Наверно, Дроветти побледнел. Она была готова спорить: точно побледнел. Как жаль, что она не видит этого. Стенька ей расскажет все потом.
– Откуда вы знаете, миссис Козаченко?.. женские фантазии…
– Ничего подобного. – Холодный вежливый голос; ледяной тон; голову держит гордо, будто сама царица. – Это не фантазии. Я не только это чувствую. Я знаю это.
– Откуда?.. Вы что, историк?.. С этими масками связаны какие-то жестокие преданья?.. если это так, все это – уже во мгле веков…
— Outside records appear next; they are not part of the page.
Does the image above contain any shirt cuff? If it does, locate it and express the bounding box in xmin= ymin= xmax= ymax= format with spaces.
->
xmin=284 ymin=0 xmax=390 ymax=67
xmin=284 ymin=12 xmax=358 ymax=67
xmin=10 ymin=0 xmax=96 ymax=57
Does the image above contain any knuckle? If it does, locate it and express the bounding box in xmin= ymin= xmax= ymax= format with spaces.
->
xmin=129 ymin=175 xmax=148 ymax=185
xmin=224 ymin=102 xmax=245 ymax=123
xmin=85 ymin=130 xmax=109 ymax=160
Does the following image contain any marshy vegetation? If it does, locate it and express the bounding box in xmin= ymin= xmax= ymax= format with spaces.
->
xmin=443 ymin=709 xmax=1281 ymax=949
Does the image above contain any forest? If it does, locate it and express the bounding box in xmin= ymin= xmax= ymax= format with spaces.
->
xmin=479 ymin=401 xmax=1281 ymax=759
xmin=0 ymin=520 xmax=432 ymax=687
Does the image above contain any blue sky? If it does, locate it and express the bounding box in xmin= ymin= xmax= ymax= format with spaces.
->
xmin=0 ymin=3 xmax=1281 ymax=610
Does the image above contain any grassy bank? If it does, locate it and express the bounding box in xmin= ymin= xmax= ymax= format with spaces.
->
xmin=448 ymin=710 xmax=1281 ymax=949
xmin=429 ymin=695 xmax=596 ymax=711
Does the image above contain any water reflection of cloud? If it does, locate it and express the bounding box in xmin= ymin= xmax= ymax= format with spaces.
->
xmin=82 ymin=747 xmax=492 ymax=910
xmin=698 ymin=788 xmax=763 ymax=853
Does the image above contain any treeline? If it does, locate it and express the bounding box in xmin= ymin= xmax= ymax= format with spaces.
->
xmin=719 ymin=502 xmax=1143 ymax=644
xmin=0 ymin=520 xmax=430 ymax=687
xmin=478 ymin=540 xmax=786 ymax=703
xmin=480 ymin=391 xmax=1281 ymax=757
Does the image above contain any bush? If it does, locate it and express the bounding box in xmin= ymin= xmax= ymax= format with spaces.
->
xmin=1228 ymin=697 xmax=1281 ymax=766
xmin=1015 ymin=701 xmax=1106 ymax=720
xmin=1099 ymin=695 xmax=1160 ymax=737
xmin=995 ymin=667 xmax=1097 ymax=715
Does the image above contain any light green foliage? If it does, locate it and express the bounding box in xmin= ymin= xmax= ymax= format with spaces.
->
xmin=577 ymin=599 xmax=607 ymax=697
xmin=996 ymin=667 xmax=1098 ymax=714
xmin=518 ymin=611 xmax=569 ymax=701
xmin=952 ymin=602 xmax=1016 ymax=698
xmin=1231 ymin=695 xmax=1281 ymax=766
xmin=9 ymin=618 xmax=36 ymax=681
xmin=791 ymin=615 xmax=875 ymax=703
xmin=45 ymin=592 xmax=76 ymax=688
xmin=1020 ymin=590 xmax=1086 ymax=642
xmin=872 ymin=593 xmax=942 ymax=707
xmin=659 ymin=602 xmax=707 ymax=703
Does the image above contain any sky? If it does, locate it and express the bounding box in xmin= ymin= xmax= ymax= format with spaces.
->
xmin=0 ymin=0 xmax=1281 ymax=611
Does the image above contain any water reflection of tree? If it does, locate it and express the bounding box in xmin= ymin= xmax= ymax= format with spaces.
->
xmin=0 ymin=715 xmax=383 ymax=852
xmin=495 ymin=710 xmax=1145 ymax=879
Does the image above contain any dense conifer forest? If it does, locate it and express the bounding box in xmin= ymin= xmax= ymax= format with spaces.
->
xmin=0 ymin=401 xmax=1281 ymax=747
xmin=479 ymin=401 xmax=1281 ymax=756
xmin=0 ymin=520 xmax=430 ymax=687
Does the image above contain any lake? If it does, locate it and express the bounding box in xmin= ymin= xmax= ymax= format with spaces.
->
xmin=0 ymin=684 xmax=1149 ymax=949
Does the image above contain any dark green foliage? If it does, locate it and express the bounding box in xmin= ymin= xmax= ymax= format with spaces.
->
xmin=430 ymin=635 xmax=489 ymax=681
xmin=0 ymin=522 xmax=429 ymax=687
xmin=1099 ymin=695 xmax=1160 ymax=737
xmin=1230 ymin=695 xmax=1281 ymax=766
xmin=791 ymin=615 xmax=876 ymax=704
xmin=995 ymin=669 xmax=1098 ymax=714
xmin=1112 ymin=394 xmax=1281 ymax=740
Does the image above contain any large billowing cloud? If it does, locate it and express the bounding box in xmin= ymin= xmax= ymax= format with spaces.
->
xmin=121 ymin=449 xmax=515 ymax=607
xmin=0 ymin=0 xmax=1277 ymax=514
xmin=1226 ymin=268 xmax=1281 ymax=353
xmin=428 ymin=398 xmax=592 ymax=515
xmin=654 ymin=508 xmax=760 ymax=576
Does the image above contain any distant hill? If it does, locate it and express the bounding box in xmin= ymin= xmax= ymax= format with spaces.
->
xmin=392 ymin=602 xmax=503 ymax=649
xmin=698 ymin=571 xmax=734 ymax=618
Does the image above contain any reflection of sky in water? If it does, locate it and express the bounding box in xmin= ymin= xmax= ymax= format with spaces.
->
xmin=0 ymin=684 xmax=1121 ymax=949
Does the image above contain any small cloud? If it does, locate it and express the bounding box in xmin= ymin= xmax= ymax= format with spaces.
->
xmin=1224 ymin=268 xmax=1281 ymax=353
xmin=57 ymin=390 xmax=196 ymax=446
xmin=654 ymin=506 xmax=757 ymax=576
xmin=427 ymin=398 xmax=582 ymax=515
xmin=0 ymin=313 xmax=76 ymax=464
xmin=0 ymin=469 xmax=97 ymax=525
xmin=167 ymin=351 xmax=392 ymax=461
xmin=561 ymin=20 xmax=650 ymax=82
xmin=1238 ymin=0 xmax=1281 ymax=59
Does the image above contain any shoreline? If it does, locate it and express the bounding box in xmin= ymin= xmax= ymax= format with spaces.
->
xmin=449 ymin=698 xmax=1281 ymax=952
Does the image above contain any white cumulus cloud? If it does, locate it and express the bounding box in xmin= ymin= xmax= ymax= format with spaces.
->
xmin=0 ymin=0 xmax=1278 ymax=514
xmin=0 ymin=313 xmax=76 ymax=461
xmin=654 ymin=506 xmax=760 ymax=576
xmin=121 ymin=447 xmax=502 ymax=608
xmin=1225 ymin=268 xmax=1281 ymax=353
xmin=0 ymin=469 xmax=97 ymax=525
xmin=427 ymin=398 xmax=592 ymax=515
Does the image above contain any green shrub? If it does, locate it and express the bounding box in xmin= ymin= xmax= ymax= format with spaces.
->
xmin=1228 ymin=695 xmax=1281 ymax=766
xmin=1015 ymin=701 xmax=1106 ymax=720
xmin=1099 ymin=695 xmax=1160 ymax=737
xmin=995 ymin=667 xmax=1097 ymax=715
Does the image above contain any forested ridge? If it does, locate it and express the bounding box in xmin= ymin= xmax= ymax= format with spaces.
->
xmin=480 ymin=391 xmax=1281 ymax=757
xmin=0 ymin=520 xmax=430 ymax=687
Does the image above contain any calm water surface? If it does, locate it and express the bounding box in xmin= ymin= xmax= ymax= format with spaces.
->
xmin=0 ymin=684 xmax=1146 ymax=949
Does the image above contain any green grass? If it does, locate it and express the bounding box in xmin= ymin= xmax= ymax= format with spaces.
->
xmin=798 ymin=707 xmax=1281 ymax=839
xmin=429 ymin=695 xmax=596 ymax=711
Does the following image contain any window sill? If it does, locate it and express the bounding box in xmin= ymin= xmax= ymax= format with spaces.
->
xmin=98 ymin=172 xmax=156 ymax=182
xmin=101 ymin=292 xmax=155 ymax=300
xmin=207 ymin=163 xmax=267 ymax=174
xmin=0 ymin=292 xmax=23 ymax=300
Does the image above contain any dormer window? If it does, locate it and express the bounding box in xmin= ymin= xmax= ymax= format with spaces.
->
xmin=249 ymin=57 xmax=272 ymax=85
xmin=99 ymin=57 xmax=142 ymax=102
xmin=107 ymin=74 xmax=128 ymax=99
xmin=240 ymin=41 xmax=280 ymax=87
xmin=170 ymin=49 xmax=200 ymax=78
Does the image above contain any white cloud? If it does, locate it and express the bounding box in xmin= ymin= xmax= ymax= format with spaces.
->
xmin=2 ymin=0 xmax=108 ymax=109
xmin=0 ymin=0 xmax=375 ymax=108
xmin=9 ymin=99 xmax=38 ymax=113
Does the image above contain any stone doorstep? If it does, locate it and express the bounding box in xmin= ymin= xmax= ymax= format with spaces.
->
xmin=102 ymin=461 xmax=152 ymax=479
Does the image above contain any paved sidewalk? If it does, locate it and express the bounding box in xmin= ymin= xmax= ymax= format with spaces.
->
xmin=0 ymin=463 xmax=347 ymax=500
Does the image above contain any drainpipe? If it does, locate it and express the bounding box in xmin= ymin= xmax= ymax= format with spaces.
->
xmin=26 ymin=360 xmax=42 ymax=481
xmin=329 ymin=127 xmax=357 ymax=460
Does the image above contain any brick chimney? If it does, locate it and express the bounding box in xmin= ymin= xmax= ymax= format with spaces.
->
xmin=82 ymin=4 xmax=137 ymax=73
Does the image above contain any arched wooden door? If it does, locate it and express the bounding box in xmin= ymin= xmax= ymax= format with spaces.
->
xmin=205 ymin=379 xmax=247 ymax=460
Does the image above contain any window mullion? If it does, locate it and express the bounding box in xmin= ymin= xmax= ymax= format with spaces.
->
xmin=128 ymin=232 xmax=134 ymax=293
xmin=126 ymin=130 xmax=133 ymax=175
Жизель, не качай головой. Не усмехайся. Лучше расскажи ему. Расскажи ему свой сон. Свои сны, что стали сниться тебе после того, как пули, выпущенные в тебя, повредили у тебя что-то в голове, и ты стала видеть то, что не видела раньше; слышать то, чего другие люди не слышат и никогда не услышат. Сны! Вся жизнь человека – это сны. Они плетут вокруг тебя хоровод; они заманивают в свои сети. Если ты слаб – они погубят тебя. Если ты силен – ты научаешься ими владеть, как древние управляли квадригой лошадей. После раненья в голову Жизели стали еженощно сниться чудесные сны, она стала видеть и провидеть; предчувствовать и знать. Она заглядывала туда, откуда не было возврата. А она возвращалась. Она заглядывала во Время. Огонь, ударивший ей по глазам, очистил перед ней загрязненное, захламленное Время – она стала ясно, ярко видеть его великую Дорогу, Реку, текущую из светлого тумана Мертвого в сияющий океан Несбывшегося.